BIEN REDIGER LA LETTRE DE LICENCIEMENT

Article juridique publié le 21/06/2018 à 13:39, vu 472 fois, 0 commentaire(s), Auteur : Maître N. FOUQUE-AUGIER
En cas de contentieux, la lettre de licenciement sera passée à la loupe. Elle devra fonder le licenciement et comporter des mentions incontournables. On fait le point.

La lettre de licenciement est envoyée en courrier recommandé avec accusé de réception après un délai minimum de 2 jours suivant l’entretien préalable (hors cas particuliers – Plus de précisions).

Elle est envoyée à la dernière adresse connue du salarié et elle est signée par l’employeur.

Au-delà de ce formalisme habituel, on retrouvera dans la lettre de licenciement différents points :

L’employeur fera d’abord référence à l’entretien préalable : il est impératif que le salarié ait pu s’exprimer sur la rupture envisagée de son contrat. A tout le moins, il faut que l’employeur le lui ait permis en le convoquant à un tel entretien.

L’employeur évoquera ensuite les éléments factuels conduisant au licenciement, en veillant à les circonstancier, même s’il n’est pas obligatoire de les dater. L’essentiel est que ces faits soient vérifiables.

Malgré la possibilité qu’a le salarié de demander des précisions sur les motifs de son licenciement, l’employeur devra veiller à bien détailler sa lettre et les raisons de son choix.

Un motif de licenciement non détaillé ne permettrait pas au salarié de s’en défendre, et ne permettrait pas non plus à une juridiction d’en vérifier la réalité, ce qui le rendrait sans cause réelle et sérieuse.

Le motif de licenciement devra apparaitre clairement pour éviter toute difficulté d’interprétation (faute grave, faute lourde, insuffisance professionnelle, inaptitude et impossibilité de reclassement, etc.).

NB : la qualification du licenciement ne pourra pas évoluer ensuite.
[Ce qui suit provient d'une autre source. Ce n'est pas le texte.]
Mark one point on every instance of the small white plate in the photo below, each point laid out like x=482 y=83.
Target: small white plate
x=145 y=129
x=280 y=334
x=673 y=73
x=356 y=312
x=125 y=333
L’employeur ne pourra pas argumenter sur la base d’une autre qualification en cas de litige prud’homal.

L’employeur devra bien entendu vérifier qu’il s’agit d’un motif licite, à l’exclusion de tout motif discriminatoire par exemple, qui rendrait le licenciement nul.

La date d’envoi de la lettre de licenciement fait courir le préavis, si le salarié n’en est pas privé (faute grave par exemple).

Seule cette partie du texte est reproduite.